バイク屋時代 12・店長!

 入社から半年たったころ、三鷹店の松田店長が統括マネージャーに昇格することになり、彼の後釜にはギャラツーの江藤店長、江藤店長の後釜には吉祥寺の今村店長、そしてなんと今村店長の後釜に、俺が抜擢された。
 もちろん嬉しかったが、いっぱしのバイク屋として学ばなければならないことはまだまだあり、正直なところ時期尚早感は否めない。ただ、業態こそ異なるが、前職では十年近く店長職をこなし、それ相応のノウハウは身につけてきた自負がある。前向きに解釈すれば、その経験を活かし、自分の色に染めたショップづくりのチャンスが到来したとも言える。
 辞令発表から一週間後、引継ぎのために吉祥寺店を訪れた。場所は吉祥寺東町を貫く女子大通り沿いなので、駅周辺の喧噪からは離れている。三十坪強というこじんまりした店舗はガラス面が多く、なかなか洒落た間仕切りになっている。入り口にJOGを停め、店内に入った。
「おっ、おつかれさん」
 店長の今村さんだ。彼とは初のビッグツーリングでペアを組んでいたので、人柄はだいたいわかっていた。よく笑う明るい男だが、喋り方が口先でまくしたてる独特なもので、地声がやけに高く、会話の際は集中しないと何を言っているのか聞き取れない。
 右手にある工場のドアが開いてメカニックの吉本くんと大杉くんが現れた。工場長の吉本くんは会社全体の工場長でもある。大杉くんは今時珍しいリーゼントヘアーで決めていて、一見ヤンキー。バイクよりは車に興味津々だとか。
「来週からきますんでよろしくお願いします」
「こちらこそよろしく」
「木代さん、こんどダルマの写真、見せてくださいよ」
「ああ、持ってくる」
 突如引き戸が開き、背後から元気な声がかかった。
「あっ、木代さん!こんにちは」
 営業の青田くんだ。楊枝をくわえているってことは、昼食からの戻りか。
 彼とはほとんど同期入社で、わずか一週間だったが三鷹店で一緒に働いた。顔や体つきが俳優の梅宮辰夫にちょっと似ていて、笑顔を絶やさない明るい性格は営業マンそのもの。ただ、一か月後にはギャラツーへの異動が決まっていた。
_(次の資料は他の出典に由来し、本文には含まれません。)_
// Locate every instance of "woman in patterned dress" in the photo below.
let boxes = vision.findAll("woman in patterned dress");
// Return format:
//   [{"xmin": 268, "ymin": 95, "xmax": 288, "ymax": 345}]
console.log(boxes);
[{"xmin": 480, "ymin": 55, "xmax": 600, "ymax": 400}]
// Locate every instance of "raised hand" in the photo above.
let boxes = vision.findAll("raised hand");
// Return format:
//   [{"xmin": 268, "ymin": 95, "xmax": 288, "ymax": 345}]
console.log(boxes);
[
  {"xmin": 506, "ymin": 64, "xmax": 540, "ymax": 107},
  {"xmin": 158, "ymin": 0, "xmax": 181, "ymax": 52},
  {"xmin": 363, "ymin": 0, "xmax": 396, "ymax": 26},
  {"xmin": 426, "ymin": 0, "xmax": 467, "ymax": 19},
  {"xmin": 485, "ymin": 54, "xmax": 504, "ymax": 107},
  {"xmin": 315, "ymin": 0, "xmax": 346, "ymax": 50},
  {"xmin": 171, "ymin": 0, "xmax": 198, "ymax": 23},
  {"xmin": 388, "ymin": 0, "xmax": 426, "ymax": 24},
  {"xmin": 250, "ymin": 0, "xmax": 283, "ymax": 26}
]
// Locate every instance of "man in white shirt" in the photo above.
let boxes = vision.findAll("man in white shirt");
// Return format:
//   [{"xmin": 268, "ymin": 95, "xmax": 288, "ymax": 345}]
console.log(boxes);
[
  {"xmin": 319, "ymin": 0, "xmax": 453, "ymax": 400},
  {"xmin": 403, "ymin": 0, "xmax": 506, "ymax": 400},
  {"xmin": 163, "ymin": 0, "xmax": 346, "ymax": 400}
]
 俺を含めたこの四人で、新しい吉祥寺店がスタートすると思うと、楽しみではあるが同時に緊張もする。
 店舗の両隣は、西側に清水屋酒店、東側は鈴木内科医院。更に医院の隣には“ゴッツェ”という屋号のドイツ菓子の店になっている。
「青ちゃんさ、近くに食べるところあるの?」
「近くも何も、向かいですよ」
 聞けばこれがなかなかよさげな店。職場の近所に飲食店があると本当に便利だし楽。吉永くんと青ちゃんはほとんど毎回その定食屋を利用するらしい。ちなみに小杉くんはお母さん手作りの弁当を持参するようだ。少しだけ歩いて五日市街道まで出れば、西友ストアの食堂やジャンボ餃子で有名な“一圓”まであり、さすが吉祥寺、よりどりみどりだ。
「木代さんさ、引継ぎって言っても、メカの二人が全部わかってるんで、彼らとうまくやってよ」
 今村さん、いとも簡単にまとめようとするが、大丈夫だろうか。
「現況に問題とかないの?」
「ないない」
 心ここにあらずといった感じ。というよりか、この今村という男、どこから観察しても組織に組み込まれて仕事をするタイプとは思えない。
 そもそもモト・ギャルソンは、社内外へ発信する【遊べるバイク屋】というモットーこそあるものの、それを具現化させるコーポレートアイデンティティ(CI)が、いかんせん“絵に描いた餅”なのだ。特に気になる点は社長自身が行動規範を曖昧視する傾向があり、特に若手社員は例外なくこの影響を受けているようで、正否を取り間違えているシーンを多々見かける。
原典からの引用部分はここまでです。